The Concept of a "Livable Wage"

Something that has been talked about more and more lately is the concept of minimum wage providing what people consider to be a "livable wage." They believe it is the job of the minimum wage to make sure people can actually "live" somewhat comfortably on that. I submit that that is not the purpose of the minimum wage--and shouldn't be.

The minimum wage should be a wage to prevent absolute unconscionable abuse. Minimum wage should be for people that are just entering the job market and are still getting education. No-one should be trying to live off minimum wage, much less raise a family on that wage. And very few do.

America is based on people working hard and striving to do better. That requires effort and constant betterment of individuals and society. If people are earning minimum wage and want to do better economically, they should not be waiting for the government to give them a raise. They should be spending time educating themselves and learning new skills so that they can find a better job and earn a better wage on their own merits. Instituting any kind of a "livable wage" will only reduce the motivation of people to truly better themselves.

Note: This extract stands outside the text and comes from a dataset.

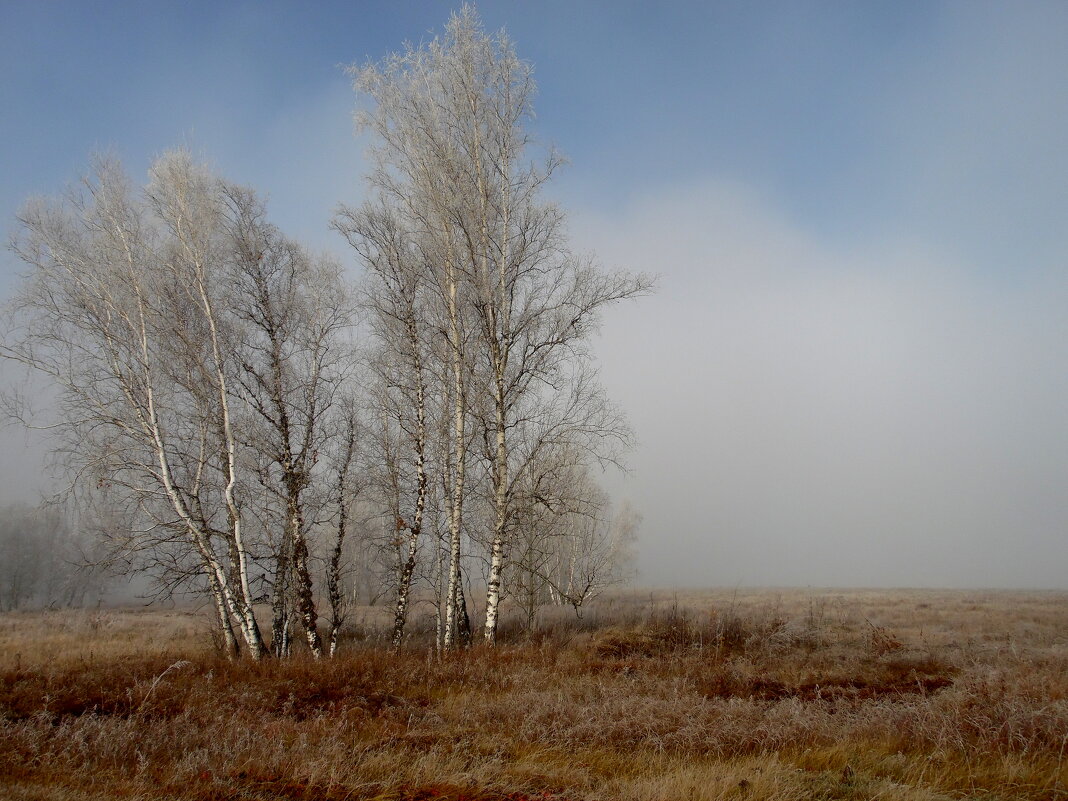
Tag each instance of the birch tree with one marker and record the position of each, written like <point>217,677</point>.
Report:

The Honest Truth About Minimum Wage

When you cut to the chase, the real truth about minimum wage is that it costs jobs of those people it purports to help, and causes inflation in the general economy. Both of these are negative to the economy.

As such, minimum wage should simply exist to prevent blatant abuse of employees. The purpose of minimum wage is not to guarantee a comfortable standard of living to every American, nor is it even to guarantee they will not be poor. It is simply to guarantee that Americans will not be unconscientiously abused as if they were working in third-world sweatshops. Success, betterment, and climbing the ladder of success out of poverty is something we must leave to individual effort. It can only be achieved through individual perseverance and hard work--not by government-mandated pay raises in the form of minimum wage increases.